Basically, the error occurs at the print x line because when python parses the function, It sees that x is assigned to so it assumes x must be a local variable. When you get to the line print x, python tries to look up a local x but it isn't there. This can be seen by using dis.dis to inspect the bytecode. Here, python uses the LOAD_FAST instruction which is used for local variables rather than the LOAD_GLOBAL instruction which is used for non-local variables.
Normally, this would cause a NameError, but python tries to be a little more helpful by looking for x in func_closure or func_globals 2. If it finds x in one of those, it raises an UnboundLocalError instead to give you a better idea about what is happening -- You have a local variable which couldn't be found (isn't "bound").
1python3.x only
2python2.x -- On python3.x, those attributes have changed to __closure__ and __globals__ respectively
The problem is in the line
x = x + 1
This is the first time x being assigned in function f(), telling the compiler that x is a local name.

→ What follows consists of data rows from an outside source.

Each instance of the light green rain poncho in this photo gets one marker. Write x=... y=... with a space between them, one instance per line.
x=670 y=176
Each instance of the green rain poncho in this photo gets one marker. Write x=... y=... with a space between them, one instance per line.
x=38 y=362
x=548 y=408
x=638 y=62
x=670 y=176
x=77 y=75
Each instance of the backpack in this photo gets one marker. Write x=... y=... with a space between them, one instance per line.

It conflicts with the previous line print x, which can't find any previous assignment of the local x.
That's where your error UnboundLocalError: local variable 'x' referenced before assignment comes from.
Note that the error happens when compiler tries to figure out which object the x in print x refers to. So the print x doesn't executes.
Change it to
x[0] = x[0] + 1
No new name is added. So the compiler knows you are referring to the array outside f().